Polishing D - suggestions and comments

Unknown W. Brackets unknown at simplemachines.org
Tue Jan 22 00:37:06 PST 2008


Well, I noticed that this is being done, which is great.  However, it's 
been done using http-equiv Refresh redirects.  This is not going to 
improve Google PageRanks.  Really those redirects need to be 301 results 
coming from Apache.

Easiest way to do this is with an .htaccess file or in httpd.conf.  It 
can be done with Redirect or RewriteEngine/RewriteRule.  Here's an example:

RewriteRule ^d/(phobos/.*)$ d/2.0/$1 [NS,L,R=301]
RewriteRule ^d/([^/]+\.html$ d/2.0/$1 [NS,L,R=301]

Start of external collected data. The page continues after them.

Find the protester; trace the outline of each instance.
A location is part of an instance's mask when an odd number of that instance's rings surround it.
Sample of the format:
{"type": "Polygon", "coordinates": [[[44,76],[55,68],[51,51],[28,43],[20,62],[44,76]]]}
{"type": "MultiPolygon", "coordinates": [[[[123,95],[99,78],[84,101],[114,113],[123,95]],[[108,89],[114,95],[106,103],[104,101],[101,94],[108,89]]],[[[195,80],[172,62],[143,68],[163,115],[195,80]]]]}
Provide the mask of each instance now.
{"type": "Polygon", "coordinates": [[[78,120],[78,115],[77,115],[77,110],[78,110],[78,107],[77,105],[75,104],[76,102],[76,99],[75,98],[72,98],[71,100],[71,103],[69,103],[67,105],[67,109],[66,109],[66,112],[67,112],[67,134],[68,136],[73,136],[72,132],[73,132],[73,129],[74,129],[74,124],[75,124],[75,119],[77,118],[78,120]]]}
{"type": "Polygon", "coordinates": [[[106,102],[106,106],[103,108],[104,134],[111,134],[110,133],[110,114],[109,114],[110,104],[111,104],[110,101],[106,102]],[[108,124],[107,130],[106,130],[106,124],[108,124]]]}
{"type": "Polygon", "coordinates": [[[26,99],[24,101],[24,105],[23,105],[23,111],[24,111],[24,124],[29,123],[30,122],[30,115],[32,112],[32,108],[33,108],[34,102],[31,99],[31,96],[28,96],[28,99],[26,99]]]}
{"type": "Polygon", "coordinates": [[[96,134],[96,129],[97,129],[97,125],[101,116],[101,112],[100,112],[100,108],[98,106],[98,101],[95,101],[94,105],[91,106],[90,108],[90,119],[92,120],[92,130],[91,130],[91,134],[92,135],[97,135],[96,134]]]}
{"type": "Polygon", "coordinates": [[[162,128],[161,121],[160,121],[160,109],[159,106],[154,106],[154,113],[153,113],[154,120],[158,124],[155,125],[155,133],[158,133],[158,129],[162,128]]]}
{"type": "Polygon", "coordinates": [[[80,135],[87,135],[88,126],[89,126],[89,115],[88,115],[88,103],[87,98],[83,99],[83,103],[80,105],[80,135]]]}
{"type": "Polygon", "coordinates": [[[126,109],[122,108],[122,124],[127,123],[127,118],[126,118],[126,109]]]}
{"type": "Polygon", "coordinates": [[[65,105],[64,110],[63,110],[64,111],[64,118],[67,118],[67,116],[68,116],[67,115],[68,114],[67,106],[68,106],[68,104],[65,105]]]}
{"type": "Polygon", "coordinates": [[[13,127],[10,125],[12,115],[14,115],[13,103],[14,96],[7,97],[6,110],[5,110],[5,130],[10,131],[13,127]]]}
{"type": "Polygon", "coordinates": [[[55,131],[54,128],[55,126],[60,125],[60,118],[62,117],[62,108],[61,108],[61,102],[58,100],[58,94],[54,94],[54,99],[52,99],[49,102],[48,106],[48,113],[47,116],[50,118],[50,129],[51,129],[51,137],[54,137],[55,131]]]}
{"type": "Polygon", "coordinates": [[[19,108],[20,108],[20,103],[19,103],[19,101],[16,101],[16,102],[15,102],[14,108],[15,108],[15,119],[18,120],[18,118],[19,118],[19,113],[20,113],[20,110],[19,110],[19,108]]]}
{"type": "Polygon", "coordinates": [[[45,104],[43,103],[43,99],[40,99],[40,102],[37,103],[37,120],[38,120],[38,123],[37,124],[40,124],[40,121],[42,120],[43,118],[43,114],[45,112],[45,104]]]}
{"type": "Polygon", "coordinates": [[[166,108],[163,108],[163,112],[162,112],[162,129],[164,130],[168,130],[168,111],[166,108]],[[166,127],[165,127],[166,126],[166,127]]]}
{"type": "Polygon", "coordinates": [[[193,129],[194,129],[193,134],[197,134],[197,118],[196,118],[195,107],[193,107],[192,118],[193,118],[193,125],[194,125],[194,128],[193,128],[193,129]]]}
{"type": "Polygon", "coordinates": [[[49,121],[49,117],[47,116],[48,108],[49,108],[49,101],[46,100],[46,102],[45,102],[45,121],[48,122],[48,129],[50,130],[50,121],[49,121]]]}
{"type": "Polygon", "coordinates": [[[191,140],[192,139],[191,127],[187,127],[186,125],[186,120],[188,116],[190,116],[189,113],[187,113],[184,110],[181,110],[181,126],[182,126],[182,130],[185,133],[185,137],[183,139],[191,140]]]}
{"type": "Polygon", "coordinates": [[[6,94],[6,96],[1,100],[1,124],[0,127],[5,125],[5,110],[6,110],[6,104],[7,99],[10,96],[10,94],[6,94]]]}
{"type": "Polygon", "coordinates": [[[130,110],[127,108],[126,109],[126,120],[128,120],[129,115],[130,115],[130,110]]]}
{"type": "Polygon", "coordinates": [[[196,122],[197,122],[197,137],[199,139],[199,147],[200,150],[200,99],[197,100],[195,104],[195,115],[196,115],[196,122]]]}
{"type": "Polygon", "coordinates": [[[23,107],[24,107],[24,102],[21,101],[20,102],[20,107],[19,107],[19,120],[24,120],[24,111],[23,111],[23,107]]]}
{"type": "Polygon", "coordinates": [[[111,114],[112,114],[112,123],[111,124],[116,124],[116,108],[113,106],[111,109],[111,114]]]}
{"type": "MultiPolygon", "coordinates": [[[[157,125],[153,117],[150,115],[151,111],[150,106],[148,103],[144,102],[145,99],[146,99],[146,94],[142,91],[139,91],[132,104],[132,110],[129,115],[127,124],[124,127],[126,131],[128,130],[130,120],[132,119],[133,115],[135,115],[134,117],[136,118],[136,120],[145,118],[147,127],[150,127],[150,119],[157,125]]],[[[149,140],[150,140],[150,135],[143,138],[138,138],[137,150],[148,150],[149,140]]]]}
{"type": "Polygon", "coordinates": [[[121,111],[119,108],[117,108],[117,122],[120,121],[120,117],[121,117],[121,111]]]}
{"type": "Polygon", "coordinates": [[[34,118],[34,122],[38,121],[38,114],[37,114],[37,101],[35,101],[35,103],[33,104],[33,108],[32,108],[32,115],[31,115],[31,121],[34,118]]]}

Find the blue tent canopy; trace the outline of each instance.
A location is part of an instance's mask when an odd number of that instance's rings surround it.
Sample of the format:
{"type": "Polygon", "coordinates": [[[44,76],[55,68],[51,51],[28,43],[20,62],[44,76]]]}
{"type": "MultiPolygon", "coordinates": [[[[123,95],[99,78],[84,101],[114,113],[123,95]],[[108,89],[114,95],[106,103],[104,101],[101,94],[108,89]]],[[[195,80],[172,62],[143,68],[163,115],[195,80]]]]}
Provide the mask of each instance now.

Or something similar.  Just my suggestion to maintain as much ranking 
and relevance for current pages as possible.

-[Unknown]


Unknown W. Brackets wrote:
> Aha, I thought that was somewhere... but couldn't find it.  I touched on this briefly.  It also represents problems as far as SEO (something that could be improved on D's pages.)
> 
> For example, the fact that these two, entirely separate in Google's eyes, URLs work is bad:
> 
> http://www.digitalmars.com/d/changelog.html
> http://digitalmars.com/d/changelog.html
> 
> In addition, really, all the pages within d/ should 301 redirect to 2.0/ so that 1.0 and 2.0 are each present in their pages' URLs.  This would make searching for documentation on a specific tree simpler and most likely improve relevancy.
> 
> But, this is more specific than I really wanted to get with the website's needs.  The important thing is making the decision to get the changes done, and taking the time to review who to work with on it.  Maybe an internal team of volunteers, maybe an outside agency.  This can't happen until responsibility is better dispersed...
> 
> As a side note, I work for a web company, and we use PHP primarily - which language I do like.  But it would be cool to see D eat its own dogfood here, and host the website on its own, lightweight webserver with D-coded dynamic pages.  This wouldn't be hard to write at all, and would really show the versatility of D (as well as efficiency, assuming it handled load well.)  Maybe not practically the best, though.
> 
> -[Unknown]
> 
> 
> Bill Baxter Wrote:
>> In terms of functionality, making the user-comments in-line would be a 
>> big help.  Most people don't notice the "comments" button at the top of 
>> each doc page, and obviously the comments on those external pages don't 
>> show up when you do a Ctrl-F find-on-page search.